Oregon Steel Mills (Portland)

Oregon Steel Mills in Portland, Oregon, has been in continuous operation since 1928, and has carried its current name since 1987. Founded by William G. Gilmore, the company produced flat rolled steel for a variety of industrial contractors, and participated in World War II by supplying bulk product for the naval fleet. It was purchased by the Evraz Group S.A., a Russian steel giant, for approximately $2.3 billion in 2007. The company operates today as a subsidiary of the North American division of Evraz.
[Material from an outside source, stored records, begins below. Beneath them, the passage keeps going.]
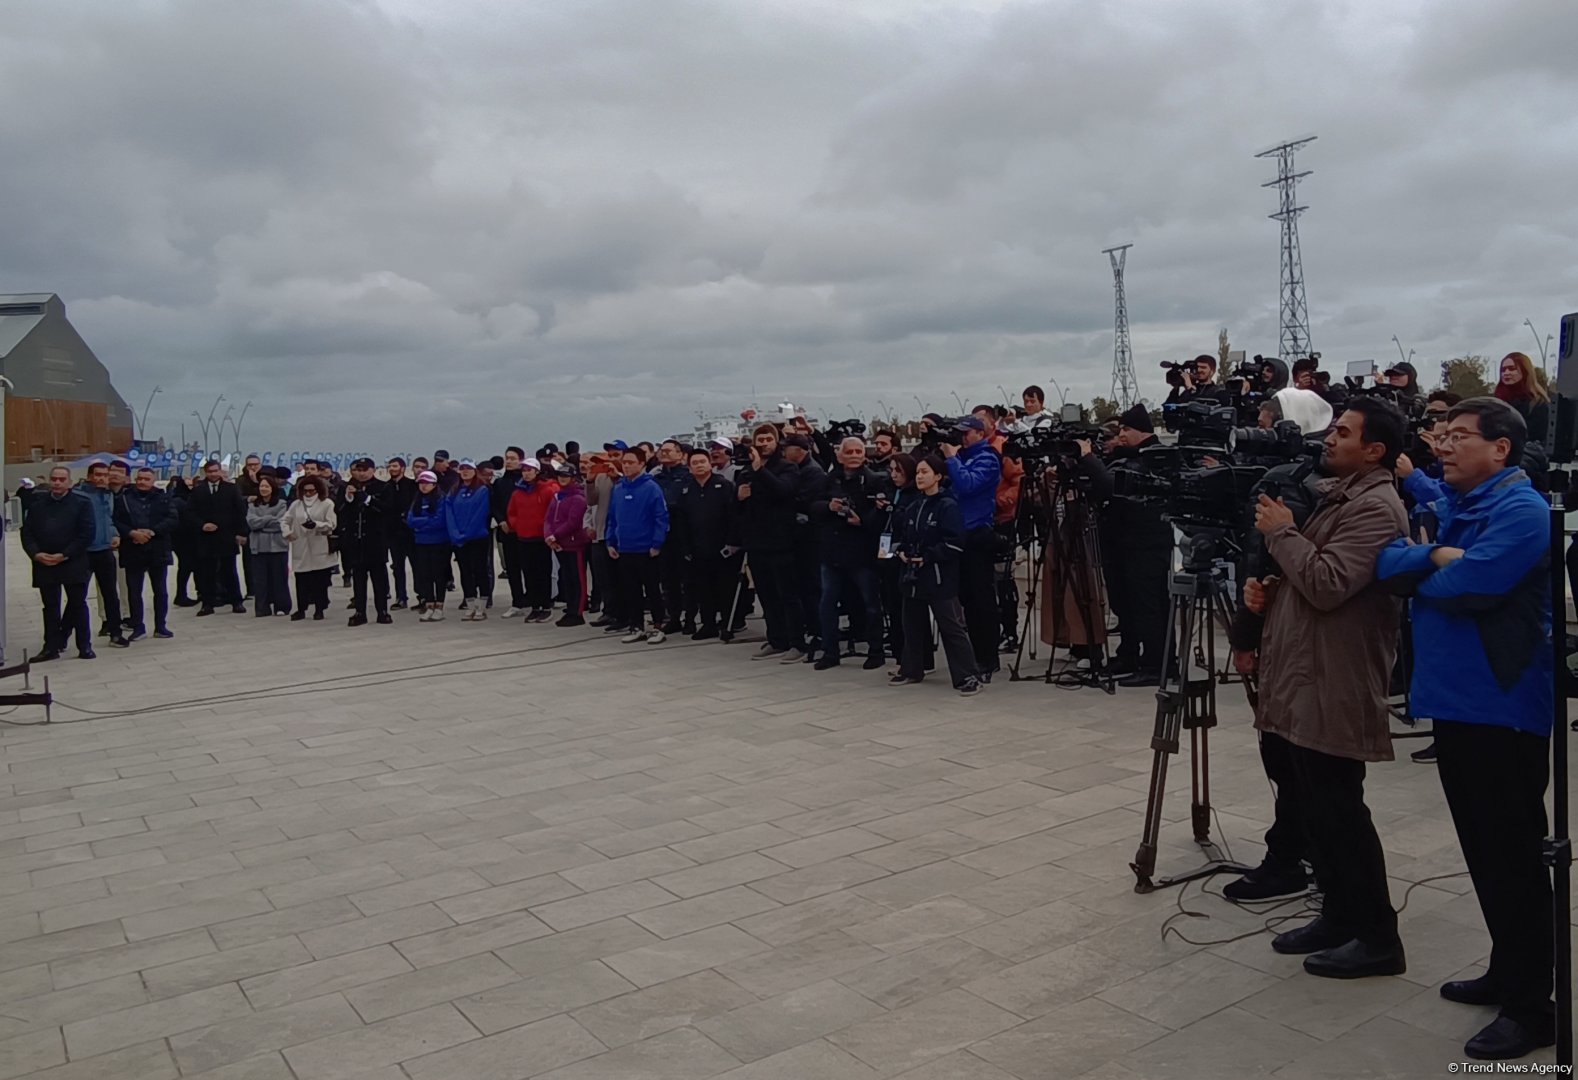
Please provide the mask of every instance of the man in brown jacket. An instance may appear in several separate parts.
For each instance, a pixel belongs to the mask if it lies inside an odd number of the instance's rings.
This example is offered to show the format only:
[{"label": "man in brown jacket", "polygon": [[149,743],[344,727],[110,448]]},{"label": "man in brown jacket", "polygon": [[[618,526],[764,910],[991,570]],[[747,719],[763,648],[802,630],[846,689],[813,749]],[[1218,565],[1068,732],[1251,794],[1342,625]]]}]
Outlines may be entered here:
[{"label": "man in brown jacket", "polygon": [[1375,581],[1381,550],[1406,531],[1392,469],[1406,425],[1379,398],[1356,398],[1326,437],[1321,501],[1303,529],[1261,496],[1255,527],[1280,570],[1246,583],[1266,616],[1255,727],[1293,762],[1295,803],[1325,893],[1321,915],[1271,947],[1327,978],[1406,968],[1386,859],[1364,805],[1364,763],[1392,758],[1386,699],[1398,604]]}]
Oregon Steel Mills operates a number of different separate plants at its main facility, including a large rolling plate mill, a steel tube mill that specializes in spiral pipe for oil and natural gas transport, and a structural tubing mill that makes products for the construction industry. Oregon Steel Mills owns and operates a facility in Colorado known as the Rocky Mountain Steel Subsidiary that has three separate manufacturing locations. The first produces steel rails for the railroad industry, the second makes rods and rebar for construction purposes, and the third manufactures seamless pipes. The Colorado facility became part of the company when it was purchased by Oregon Steel Mills in 1993. Overall, the company employs about 2,000 workers and has annual revenues in excess of $1.2 billion.

Typical of steel and iron works in the United States and elsewhere, the Oregon Steel Mills facilities once relied heavily on the use of asbestos at its manufacturing facilities. Over a century ago, asbestos was found to be a material that provided excellent insulating qualities and worked extremely wall as a fire retardant. Because it was inexpensive to mine and process, asbestos found its way into the Oregon Steel Mills manufacturing plants as a wrapping for steam pipes and electrical conduit, as a part of fire-resistant wall and ceiling panels, and even part of the clothing worn by factory workers. Asbestos fibers can easily be integrated into gloves, aprons and even masks, and although this proved quite effective as a heat shield, it also meant that asbestos fibers were often free-floating in the confined atmosphere at Oregon Steel Mills indoor facilities. The removal of asbestos from Oregon Steel Mills was a step in the right direction, but former employees may have symptoms of asbestos exposure from decades past.